The breakdown is a role="table" with columnheader and cell roles so AT users walk it as a real table.
Every slider is a native <input type="range"> via the library's LabeledSlider with aria-valuemin / aria-valuemax / aria-valuenow / aria-valuetext — full keyboard plus screen-reader semantics for free.
The headline readout is aria-hidden="true" because the canonical announcement lives in the figure's summary; otherwise screen readers would announce the total twice on every drag.
Colour is never the only signal — the breakdown's accent tone on the total row pairs with font-medium and the explicit total row label.

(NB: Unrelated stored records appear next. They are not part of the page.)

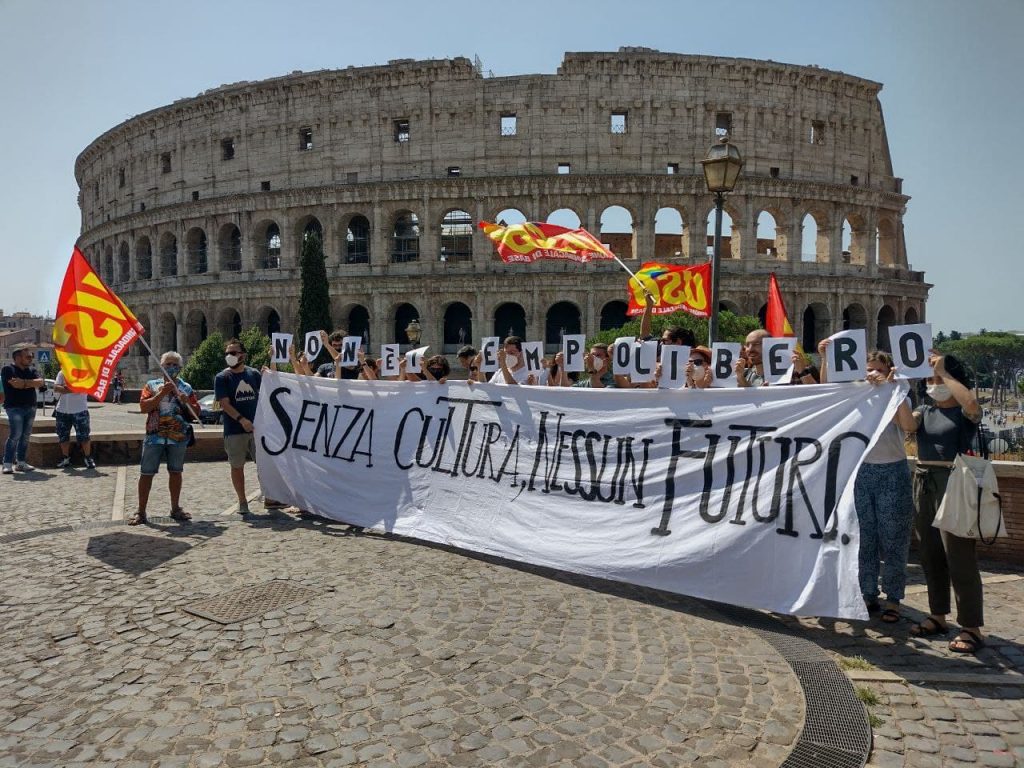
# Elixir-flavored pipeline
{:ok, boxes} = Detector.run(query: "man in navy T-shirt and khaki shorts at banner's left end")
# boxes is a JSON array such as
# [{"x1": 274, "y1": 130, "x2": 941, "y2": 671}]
[{"x1": 213, "y1": 339, "x2": 271, "y2": 515}]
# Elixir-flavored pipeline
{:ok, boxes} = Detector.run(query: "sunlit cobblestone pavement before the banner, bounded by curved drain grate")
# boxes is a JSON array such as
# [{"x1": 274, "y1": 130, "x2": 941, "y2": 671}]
[{"x1": 0, "y1": 463, "x2": 798, "y2": 767}]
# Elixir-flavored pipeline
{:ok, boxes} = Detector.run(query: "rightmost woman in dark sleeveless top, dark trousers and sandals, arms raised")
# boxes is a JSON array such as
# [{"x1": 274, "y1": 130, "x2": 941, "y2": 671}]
[{"x1": 909, "y1": 349, "x2": 985, "y2": 653}]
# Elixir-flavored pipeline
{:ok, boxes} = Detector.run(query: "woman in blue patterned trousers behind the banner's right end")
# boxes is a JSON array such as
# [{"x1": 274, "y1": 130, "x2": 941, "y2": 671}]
[{"x1": 818, "y1": 346, "x2": 916, "y2": 624}]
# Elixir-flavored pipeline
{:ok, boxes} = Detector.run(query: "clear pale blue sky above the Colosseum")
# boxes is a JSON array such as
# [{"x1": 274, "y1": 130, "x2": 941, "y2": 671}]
[{"x1": 0, "y1": 0, "x2": 1024, "y2": 331}]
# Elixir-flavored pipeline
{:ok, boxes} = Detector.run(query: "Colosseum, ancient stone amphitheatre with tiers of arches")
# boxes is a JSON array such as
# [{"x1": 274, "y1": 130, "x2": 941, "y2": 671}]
[{"x1": 75, "y1": 48, "x2": 930, "y2": 374}]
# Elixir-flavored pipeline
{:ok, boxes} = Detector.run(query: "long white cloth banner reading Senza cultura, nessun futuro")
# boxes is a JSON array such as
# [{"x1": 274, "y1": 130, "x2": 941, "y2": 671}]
[{"x1": 256, "y1": 373, "x2": 907, "y2": 618}]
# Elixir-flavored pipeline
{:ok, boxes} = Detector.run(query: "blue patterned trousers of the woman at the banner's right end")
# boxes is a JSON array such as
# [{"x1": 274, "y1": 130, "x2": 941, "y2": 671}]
[{"x1": 853, "y1": 461, "x2": 913, "y2": 602}]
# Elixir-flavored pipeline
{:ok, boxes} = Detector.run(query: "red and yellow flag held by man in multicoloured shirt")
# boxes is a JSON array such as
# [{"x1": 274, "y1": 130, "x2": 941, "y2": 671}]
[{"x1": 53, "y1": 247, "x2": 145, "y2": 400}]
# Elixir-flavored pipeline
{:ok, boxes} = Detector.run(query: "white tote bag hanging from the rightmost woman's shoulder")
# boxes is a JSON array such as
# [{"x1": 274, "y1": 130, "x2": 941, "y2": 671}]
[{"x1": 932, "y1": 454, "x2": 1008, "y2": 544}]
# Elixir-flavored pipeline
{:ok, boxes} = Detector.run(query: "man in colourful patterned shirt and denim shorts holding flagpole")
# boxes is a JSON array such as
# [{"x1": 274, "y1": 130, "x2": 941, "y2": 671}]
[{"x1": 128, "y1": 352, "x2": 199, "y2": 525}]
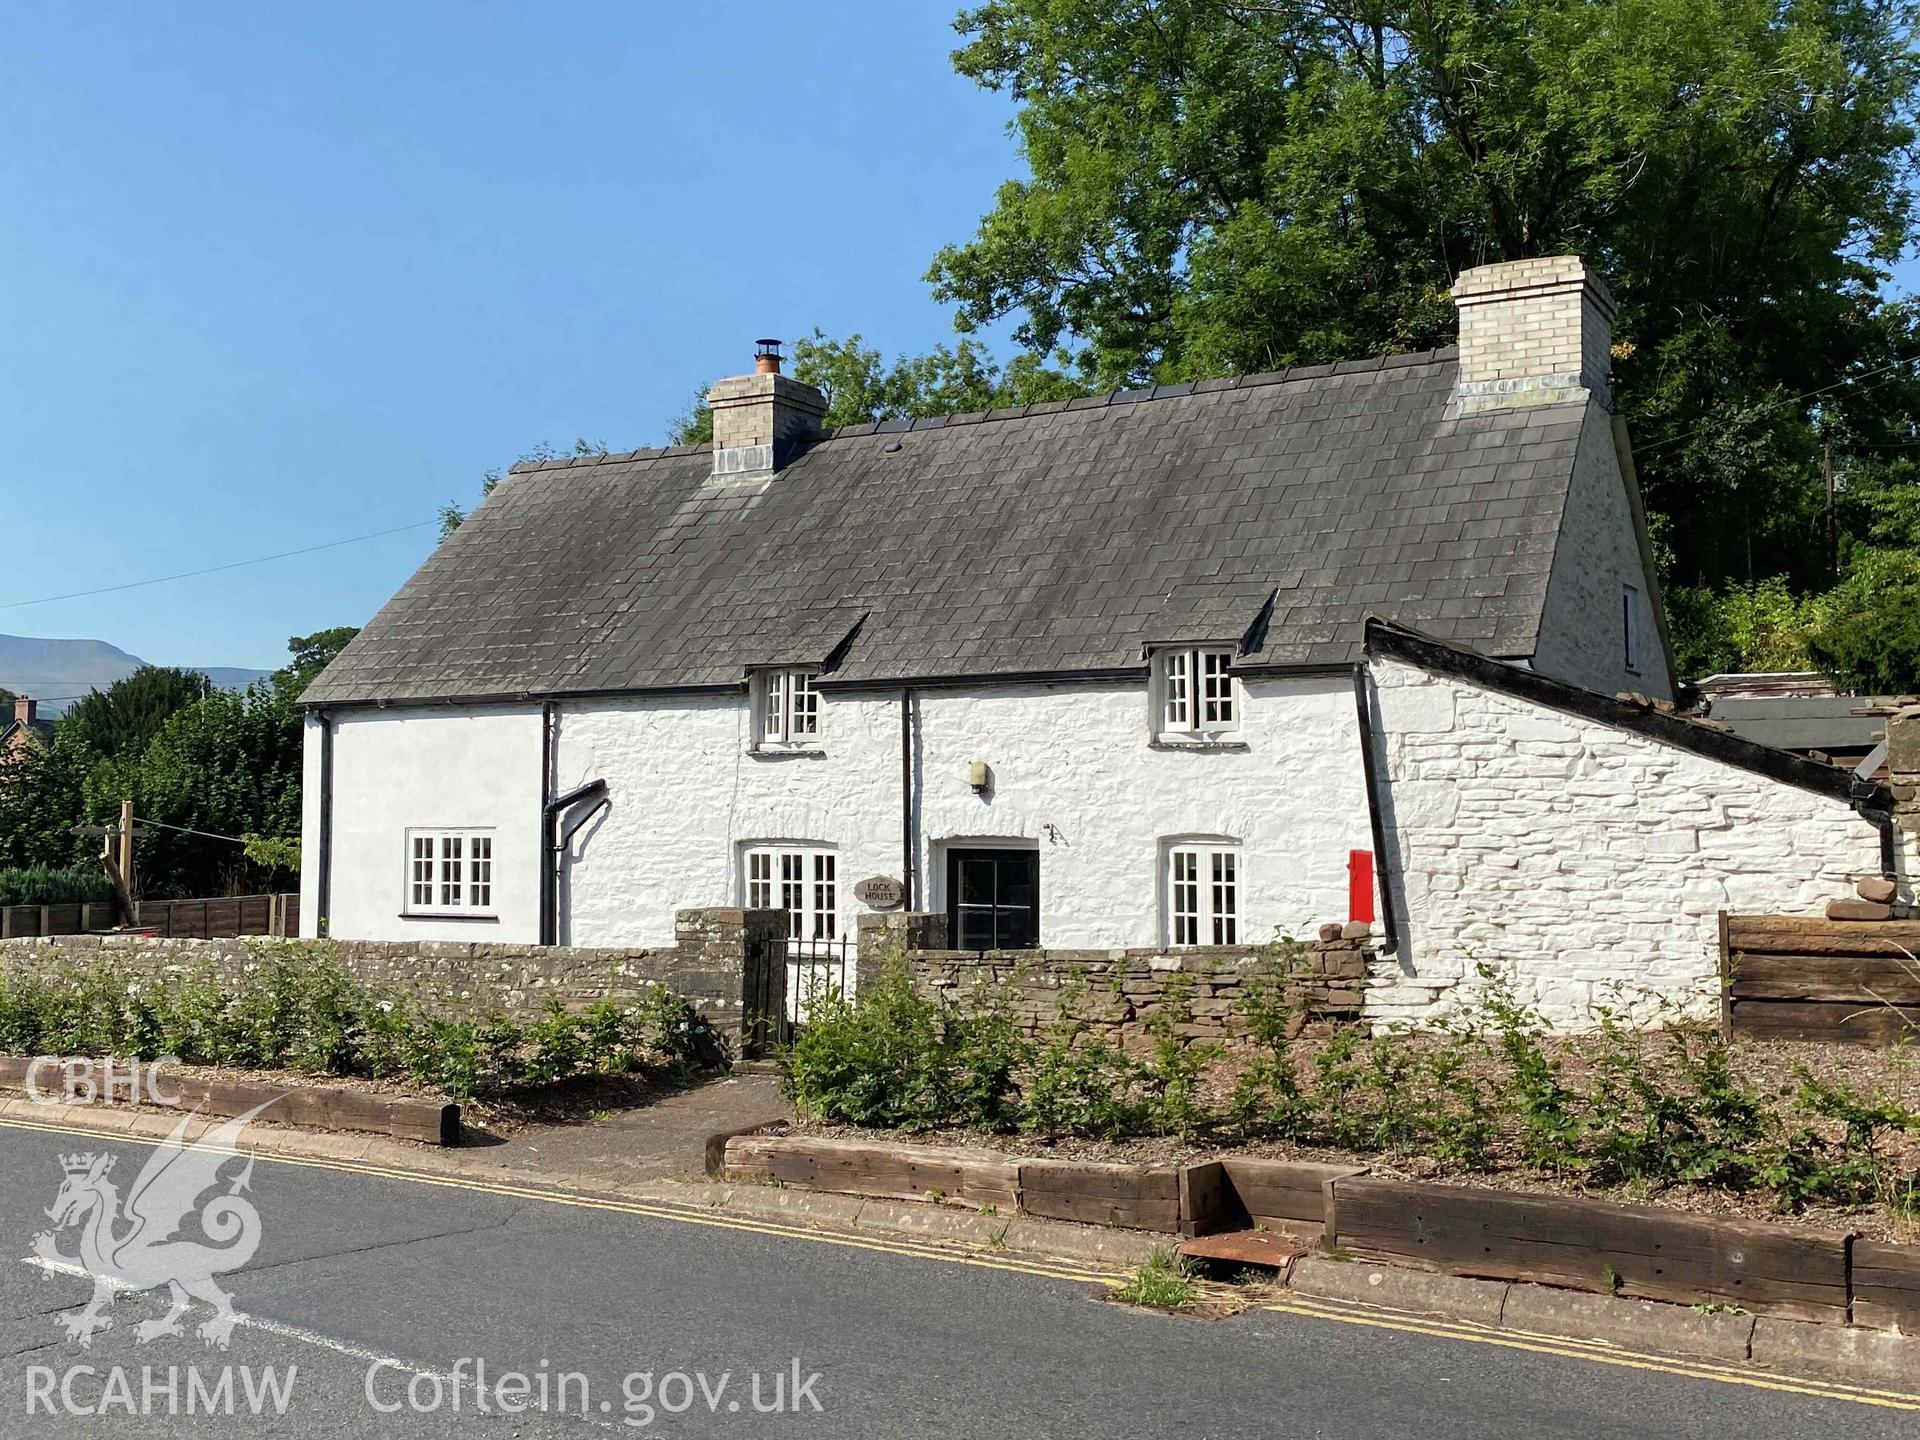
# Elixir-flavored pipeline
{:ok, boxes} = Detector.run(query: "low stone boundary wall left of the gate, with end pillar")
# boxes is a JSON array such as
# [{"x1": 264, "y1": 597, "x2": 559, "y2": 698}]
[{"x1": 0, "y1": 908, "x2": 785, "y2": 1035}]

Motion respects prefers-reduced-motion: reduce.

Credits

Extracted from: craftingattention (app/src/lessons/primitives/nn/KVCacheSizeEstimator.tsx). The source paired the calculator with a stacked GPU memory bar (weights plus KV cache plus headroom), three model presets (GPT-2, LLaMA-7B, LLaMA-70B), three GPU configs (4090, A100, H100), a four-phase narration state machine (observe / sizing / overflow / insight), a per-factor "relative contribution" mini-bar chart, an overflow-pulse animation, a breathing-pulse hint, and discrete-step sliders. The library extract is the pure calculator — six inputs in, K / V / total bytes out — with controlled / uncontrolled APIs on every slider and the headline fade as the only motion. Presets, GPU comparisons, narration, and the contribution chart belong in the consuming lesson, not the primitive. The sibling KVCacheBarViz covers the bar-chart presentation of the same formula.